日本ハムから金銭トレードで中日に加入した杉浦稔大投手が13日、本拠地・バンテリンドームで入団会見を行い、新天地での再出発を誓った。背番号は「33」に決まった。

 井上監督とともに、スーツ姿で会見場へ。「大きなチャンス。ストレートと奪三振率がアピールポイント。強気に攻めて、ゼロで帰ってくる投球を期待してほしい」と言葉に力を込めた。

 杉浦は、国学院大から2013年にドラフト1位でヤクルトへ入団。17年のシーズン途中に日本ハムへ移籍し、21年には56試合の登板で28セーブを挙げた。今季は1軍登板がなく、2軍では5試合6イニングで無失点の成績を残している。

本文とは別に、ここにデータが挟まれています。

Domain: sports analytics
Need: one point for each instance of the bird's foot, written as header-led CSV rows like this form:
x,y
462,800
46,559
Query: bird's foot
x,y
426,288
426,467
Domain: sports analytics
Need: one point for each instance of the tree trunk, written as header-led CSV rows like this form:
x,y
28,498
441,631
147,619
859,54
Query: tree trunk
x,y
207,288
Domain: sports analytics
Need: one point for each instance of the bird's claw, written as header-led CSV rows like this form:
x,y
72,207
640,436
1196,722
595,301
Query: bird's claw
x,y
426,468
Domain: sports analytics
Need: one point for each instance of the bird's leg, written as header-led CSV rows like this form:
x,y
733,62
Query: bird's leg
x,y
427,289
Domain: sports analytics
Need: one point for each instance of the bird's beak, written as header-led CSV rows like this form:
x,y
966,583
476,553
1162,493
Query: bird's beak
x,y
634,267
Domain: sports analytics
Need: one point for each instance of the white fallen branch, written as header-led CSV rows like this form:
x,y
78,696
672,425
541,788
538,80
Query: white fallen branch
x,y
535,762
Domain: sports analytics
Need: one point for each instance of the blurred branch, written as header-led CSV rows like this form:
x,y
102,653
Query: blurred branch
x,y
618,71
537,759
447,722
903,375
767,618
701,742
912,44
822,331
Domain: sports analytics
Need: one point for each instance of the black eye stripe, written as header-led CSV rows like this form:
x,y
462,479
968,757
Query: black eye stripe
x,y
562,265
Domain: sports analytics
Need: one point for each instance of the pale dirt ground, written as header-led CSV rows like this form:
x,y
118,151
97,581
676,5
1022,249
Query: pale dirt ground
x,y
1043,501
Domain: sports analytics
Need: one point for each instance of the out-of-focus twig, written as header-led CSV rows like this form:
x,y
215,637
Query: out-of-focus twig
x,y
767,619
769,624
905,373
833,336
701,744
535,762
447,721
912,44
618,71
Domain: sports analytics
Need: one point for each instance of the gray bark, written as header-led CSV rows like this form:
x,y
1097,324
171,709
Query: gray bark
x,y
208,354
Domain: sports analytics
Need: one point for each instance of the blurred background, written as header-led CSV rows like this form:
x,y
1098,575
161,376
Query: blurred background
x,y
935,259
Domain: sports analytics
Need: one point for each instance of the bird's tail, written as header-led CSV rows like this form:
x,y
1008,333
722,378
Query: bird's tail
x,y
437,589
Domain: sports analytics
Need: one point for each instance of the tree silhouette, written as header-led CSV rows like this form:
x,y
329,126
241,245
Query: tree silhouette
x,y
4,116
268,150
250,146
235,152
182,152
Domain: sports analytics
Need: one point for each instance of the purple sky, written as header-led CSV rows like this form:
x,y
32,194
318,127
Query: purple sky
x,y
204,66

 チームは12球団最速で10敗に到達するなど、ここまで借金8と苦しい状況が続いている。救援陣の防御率は6・47。アブレウ、橋本が故障離脱。開幕メンバー外だった守護神・松山は、左脇腹の筋損傷から1軍復帰後も万全ではない。

 苦しい台所事情での緊急補強に、井上監督は「経験も踏まえて、ドラゴンズが補充したいポジションとマッチした」と獲得に至った理由を説明。

今後の起用について「1軍で投げられる状態をつくってもらってから」と話し、2軍での登板を経て1軍に呼ぶ方針だ。

 「求められるのは、ブルペンで(の一員として)試合をつなぐ役割。結果で、信用してもらえるようにやっていきたい」。通算221試合に登板している経験豊富な右腕が、最下位に沈む中日の救世主となる。